MaxwellDavies

The Strad Issue: January 2013
Description: A welcome new recording of a work that deserves more currency
Musicians: Vittorio Ceccanti (cello) Bruno Canino (piano) Italian Radio Symphony Orchestra/Peter Maxwell Davies
Composer: Maxwell Davies

Peter Maxwell Davies’s Strathclyde Concerto no.2 of 1987 appears here for only the second time on disc (the first was by William Conway on Unicorn-Kanchana in 1999), in a skilfully balanced recording of a live performance conducted by the composer in Turin. It’s a major work both in length (35 minutes) and substance, its dense layering incorporating rather than opposing the cello. What makes it attractive for the cellist is not only its broad songfulness (though not in a sweet, conventionally lyrical way), but its tense narrative of the cello’s upward struggle – even the broad lines of the second-movement Lento do not flourish unburdened. Vittorio Ceccanti is alert to both these qualities. His tone avoids appearing suave, but it’s underpinned by well-judged eloquence. The orchestral writing is rich and inventive, and the pacing absolutely assured to the point that this concerto almost feels like a darkly coloured tone poem. On that basis, this should by now have become a repertoire piece.

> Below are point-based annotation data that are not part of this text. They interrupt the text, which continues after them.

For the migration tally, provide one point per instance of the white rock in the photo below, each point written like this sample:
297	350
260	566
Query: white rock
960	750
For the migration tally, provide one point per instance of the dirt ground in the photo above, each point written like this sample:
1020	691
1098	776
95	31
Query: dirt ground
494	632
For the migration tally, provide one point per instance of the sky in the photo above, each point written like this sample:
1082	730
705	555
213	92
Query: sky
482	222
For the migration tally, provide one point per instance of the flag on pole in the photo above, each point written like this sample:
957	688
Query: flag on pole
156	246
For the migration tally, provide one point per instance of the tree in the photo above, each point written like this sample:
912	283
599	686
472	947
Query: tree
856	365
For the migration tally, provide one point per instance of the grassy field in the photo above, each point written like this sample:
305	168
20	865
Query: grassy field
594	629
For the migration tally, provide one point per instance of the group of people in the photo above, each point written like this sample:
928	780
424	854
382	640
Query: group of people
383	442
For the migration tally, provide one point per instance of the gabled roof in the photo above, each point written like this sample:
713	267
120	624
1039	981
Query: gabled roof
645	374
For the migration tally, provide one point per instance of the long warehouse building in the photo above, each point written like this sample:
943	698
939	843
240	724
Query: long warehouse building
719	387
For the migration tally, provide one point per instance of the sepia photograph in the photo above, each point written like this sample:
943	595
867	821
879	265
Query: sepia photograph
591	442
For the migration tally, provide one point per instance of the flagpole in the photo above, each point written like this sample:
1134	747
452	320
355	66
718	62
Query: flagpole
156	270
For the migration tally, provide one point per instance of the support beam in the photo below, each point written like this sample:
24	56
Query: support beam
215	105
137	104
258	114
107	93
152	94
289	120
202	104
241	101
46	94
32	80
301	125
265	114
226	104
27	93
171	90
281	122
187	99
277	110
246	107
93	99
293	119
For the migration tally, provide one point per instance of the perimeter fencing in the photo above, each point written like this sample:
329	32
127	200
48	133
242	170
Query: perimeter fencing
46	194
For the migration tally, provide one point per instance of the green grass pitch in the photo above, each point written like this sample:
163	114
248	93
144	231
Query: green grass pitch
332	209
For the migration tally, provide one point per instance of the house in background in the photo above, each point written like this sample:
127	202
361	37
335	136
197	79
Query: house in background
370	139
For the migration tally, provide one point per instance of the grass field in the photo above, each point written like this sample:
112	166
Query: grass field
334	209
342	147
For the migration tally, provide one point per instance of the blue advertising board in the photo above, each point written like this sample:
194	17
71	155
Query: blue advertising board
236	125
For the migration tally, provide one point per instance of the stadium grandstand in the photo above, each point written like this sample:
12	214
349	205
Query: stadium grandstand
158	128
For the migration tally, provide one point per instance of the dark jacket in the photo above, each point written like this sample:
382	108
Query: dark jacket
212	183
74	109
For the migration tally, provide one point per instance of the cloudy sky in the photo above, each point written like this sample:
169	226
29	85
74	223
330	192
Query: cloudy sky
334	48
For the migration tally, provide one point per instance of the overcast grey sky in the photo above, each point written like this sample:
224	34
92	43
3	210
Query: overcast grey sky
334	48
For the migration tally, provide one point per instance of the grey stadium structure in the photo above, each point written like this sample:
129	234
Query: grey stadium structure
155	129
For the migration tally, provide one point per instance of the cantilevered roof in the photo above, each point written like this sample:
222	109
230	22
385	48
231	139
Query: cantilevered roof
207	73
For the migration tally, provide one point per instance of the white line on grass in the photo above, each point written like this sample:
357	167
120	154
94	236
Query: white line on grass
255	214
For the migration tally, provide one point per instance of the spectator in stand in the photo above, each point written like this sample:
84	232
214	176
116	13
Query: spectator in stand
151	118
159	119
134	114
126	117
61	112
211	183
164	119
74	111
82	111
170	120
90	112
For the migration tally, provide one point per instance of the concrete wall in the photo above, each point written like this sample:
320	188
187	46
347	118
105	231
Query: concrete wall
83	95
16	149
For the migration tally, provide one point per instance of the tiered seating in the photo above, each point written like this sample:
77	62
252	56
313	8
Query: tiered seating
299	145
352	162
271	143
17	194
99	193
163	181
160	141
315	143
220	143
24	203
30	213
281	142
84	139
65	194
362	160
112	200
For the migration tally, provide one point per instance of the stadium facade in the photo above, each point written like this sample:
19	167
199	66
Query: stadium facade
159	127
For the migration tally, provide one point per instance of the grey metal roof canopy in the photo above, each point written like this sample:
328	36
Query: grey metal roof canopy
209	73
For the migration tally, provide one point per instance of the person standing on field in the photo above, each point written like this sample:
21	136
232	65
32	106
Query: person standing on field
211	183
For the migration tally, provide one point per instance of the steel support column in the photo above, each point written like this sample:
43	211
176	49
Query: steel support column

The concerto is accompanied by premiere recordings of three smaller-scale works. The Cello Sonata (2007), inspired by a medieval stone carving of a serpent in a Tuscan church, is a more process-driven work, but it allows Ceccanti to display a range of playing techniques to his advantage. His touch, though, is slightly heavy in the remaining, folk-influenced, items on the disc.